What problem were you trying to solve or what question were you trying to answer?
A lowly fruit fly is capable of amazing precision and agility. How does it do it? One of the keys to their success is control: how they balance themselves during flight. In this study, we sought to understand how a fly uses its neuromuscular system to control its movements, while making sometimes millisecond adjustments. We hypothesized that, instead of the smarts of the controller residing in the flies’ brains, that it was the insects’ muscles that might be doing some of the computation. This study aimed to understand how the controller was implemented by muscles.
How did you go about solving it or answering that question?
I worked with a team of biologists and physicists that used modern genetic engineering and sophisticated experiments to trip up a fly during flight, and measure how the fly corrected itself after being tripped in midair. One of the team’s amazing ideas was to use genetic manipulations to turn individual muscles on and off during these arial stumbles to figure out their role during flight control.
What were the results? What did you learn?
Quite amazingly, different individual “terms” in the flies controller are, more or less, computed by different, individual muscles. To break this down a little further, the flies implement something called a “PID” controller, where P stands for “Proportional” and I stands for “Integral” and D stands for “Derivative”. If you Google “PID Controller,” you’ll see thousands of hits—YouTube videos, tutorials, and many commercial products. What we found is that flies implement a simplified version of this (a PI controller), and that one muscle implements the P term, and another implements the I term; literally, the computation that you find in textbooks is split up into different muscles in the fly. To me, this is a stunning connection between engineering and evolution.
Why is what you learned important?
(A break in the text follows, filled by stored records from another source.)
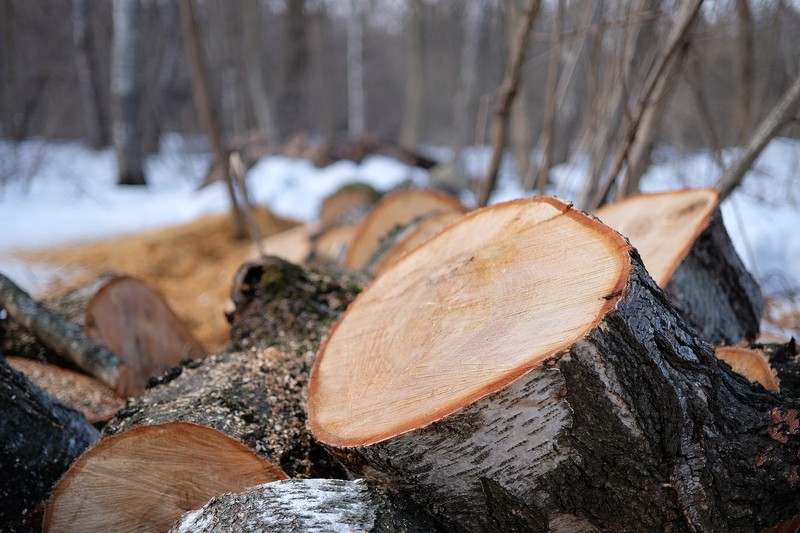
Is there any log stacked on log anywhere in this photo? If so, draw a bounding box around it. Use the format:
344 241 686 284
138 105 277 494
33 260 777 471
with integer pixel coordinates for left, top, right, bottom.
345 190 466 269
595 189 764 345
47 258 361 531
308 199 800 531
0 274 205 397
0 355 98 531
170 479 435 533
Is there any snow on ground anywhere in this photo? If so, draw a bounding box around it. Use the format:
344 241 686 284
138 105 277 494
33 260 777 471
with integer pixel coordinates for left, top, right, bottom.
0 135 800 308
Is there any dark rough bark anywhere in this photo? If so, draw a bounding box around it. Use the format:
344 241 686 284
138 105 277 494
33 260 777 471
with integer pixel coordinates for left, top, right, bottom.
0 274 124 389
664 210 764 344
322 252 800 531
750 338 800 398
170 479 435 533
0 356 98 531
104 258 360 477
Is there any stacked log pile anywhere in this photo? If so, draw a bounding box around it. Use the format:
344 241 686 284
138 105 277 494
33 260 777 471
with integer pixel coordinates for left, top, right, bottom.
1 191 800 532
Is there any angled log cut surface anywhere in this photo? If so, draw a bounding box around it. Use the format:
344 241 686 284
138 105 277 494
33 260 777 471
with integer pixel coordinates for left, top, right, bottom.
595 189 763 344
84 276 205 396
371 210 464 275
345 190 465 268
308 198 800 531
43 422 286 532
309 197 630 446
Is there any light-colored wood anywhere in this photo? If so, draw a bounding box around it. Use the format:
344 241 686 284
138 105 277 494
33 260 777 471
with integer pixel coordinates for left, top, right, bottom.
6 357 125 424
714 346 780 392
43 422 286 533
308 198 629 446
595 189 764 345
250 221 316 264
311 224 358 265
84 276 205 396
345 190 466 269
594 189 717 288
373 210 464 276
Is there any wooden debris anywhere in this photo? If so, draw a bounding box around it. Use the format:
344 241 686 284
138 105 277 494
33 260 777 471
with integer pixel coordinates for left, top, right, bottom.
308 198 800 531
595 189 764 345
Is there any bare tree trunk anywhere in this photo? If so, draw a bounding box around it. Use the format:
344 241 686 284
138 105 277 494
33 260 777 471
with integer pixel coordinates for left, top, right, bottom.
400 0 423 150
524 0 564 194
715 68 800 201
736 0 755 144
72 0 108 148
588 0 703 209
178 0 246 239
478 0 541 206
347 0 366 137
505 0 532 182
242 0 279 143
111 0 147 185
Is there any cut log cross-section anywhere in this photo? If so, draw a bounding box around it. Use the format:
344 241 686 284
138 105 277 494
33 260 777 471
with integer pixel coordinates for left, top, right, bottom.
595 189 763 344
345 190 466 269
308 198 800 531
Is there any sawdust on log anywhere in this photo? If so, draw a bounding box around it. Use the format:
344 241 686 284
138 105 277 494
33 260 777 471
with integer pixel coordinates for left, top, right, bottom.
22 208 297 351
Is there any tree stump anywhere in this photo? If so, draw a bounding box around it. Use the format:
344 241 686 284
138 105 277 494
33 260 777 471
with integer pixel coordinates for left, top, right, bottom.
0 356 98 531
170 479 435 533
345 190 466 269
308 198 800 531
595 189 764 345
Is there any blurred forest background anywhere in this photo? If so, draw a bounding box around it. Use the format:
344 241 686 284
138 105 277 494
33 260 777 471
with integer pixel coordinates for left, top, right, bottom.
0 0 800 204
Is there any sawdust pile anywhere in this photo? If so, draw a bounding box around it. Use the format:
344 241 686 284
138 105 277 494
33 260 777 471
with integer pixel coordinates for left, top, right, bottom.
23 208 297 351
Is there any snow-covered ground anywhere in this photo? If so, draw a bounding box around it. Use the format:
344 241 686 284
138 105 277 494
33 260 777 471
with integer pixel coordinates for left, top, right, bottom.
0 135 800 330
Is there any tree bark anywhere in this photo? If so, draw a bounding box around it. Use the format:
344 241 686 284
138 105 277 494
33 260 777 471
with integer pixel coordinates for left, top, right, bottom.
72 0 108 148
0 355 98 531
308 199 800 531
715 66 800 201
111 0 147 185
347 0 367 138
242 0 280 144
400 0 424 150
170 479 436 533
594 189 764 345
178 0 246 239
478 0 541 206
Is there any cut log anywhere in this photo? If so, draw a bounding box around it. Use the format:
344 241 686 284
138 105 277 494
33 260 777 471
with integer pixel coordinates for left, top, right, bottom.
345 190 466 269
0 274 205 397
319 183 381 228
308 198 800 531
367 210 464 276
595 189 764 345
170 479 436 533
6 357 125 424
308 225 358 266
42 422 286 533
714 346 781 392
250 221 315 263
0 356 98 531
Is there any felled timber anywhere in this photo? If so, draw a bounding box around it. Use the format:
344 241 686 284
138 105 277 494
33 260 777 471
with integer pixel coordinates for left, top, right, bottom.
345 190 466 269
595 189 764 345
308 198 800 531
42 422 286 533
170 479 435 533
6 357 125 424
0 274 205 397
0 355 98 531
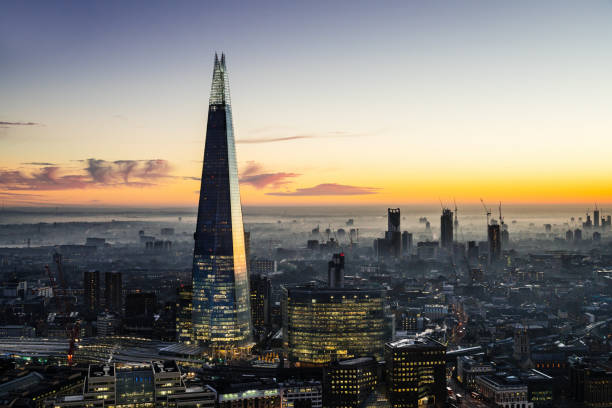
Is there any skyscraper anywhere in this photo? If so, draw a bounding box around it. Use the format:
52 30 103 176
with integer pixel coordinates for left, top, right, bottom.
193 54 251 348
440 208 453 249
83 271 100 313
104 272 123 313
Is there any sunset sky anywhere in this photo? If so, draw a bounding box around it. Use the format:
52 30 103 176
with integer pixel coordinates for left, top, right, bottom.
0 0 612 206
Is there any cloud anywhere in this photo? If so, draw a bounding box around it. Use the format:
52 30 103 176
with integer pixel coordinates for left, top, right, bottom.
266 183 380 196
0 158 173 190
240 161 299 189
0 121 41 127
236 130 380 144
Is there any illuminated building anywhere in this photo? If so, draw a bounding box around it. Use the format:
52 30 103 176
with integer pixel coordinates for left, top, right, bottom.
53 361 217 408
83 271 100 313
475 374 533 408
249 274 272 335
385 338 447 408
487 224 501 264
440 208 453 250
279 380 323 408
104 272 123 313
176 285 193 344
325 357 377 408
327 253 344 289
281 282 387 366
192 54 251 349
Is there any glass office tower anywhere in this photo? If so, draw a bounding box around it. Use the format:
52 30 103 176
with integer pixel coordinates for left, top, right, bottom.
193 54 251 348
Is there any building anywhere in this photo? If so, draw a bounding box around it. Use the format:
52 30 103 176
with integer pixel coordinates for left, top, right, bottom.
385 208 402 258
53 361 217 408
176 285 193 344
476 374 533 408
487 224 501 264
249 260 276 276
281 282 388 366
457 356 495 391
570 358 612 407
83 271 100 314
402 231 412 255
249 274 272 335
104 272 123 313
279 380 323 408
440 208 454 251
327 253 344 289
192 54 251 349
125 292 157 318
324 357 378 408
385 338 447 408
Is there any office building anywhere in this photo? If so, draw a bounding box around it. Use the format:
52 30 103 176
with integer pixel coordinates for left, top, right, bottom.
487 224 501 264
52 361 217 408
385 208 402 258
249 260 278 276
83 271 100 314
279 380 323 408
402 231 412 255
475 374 533 408
192 54 251 349
249 274 272 335
104 272 123 313
176 285 193 344
324 357 378 408
281 282 388 366
385 338 447 408
327 253 344 289
125 292 157 317
440 208 453 251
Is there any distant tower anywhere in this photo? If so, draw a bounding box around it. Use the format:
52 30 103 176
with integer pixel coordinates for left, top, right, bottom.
104 272 123 313
440 208 453 250
385 208 402 258
83 271 100 313
512 325 531 362
192 54 251 348
327 253 344 289
487 224 501 264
Are there potential or immediate real-life applications?
It is true that AI continues to amaze us with its incredible art, its amazing ability to produce clear text, enable voice recognition, and more. Despite these advances, AI has yet to produce robots that exhibit even a small fraction of the agility as even a common house fly! This study takes us one more step toward understanding the amazing, intricate details of animal movement and its control, toward our journey in a synthetic motion science.
Now what? What are the next steps in this research?
There is still so much we don’t understand about how animals control their sensing and action. In the LIMBS lab, we’re working with half a dozen neuroscientists at Hopkins and all around the US to try to bring a control engineering perspective to understanding animal sensing, navigation, and control. Understanding movement in animals, and translating it to robotic systems, will require many sets of discoveries in a wide range of animal systems—each one helping us make small advances and, when we are lucky, big leaps.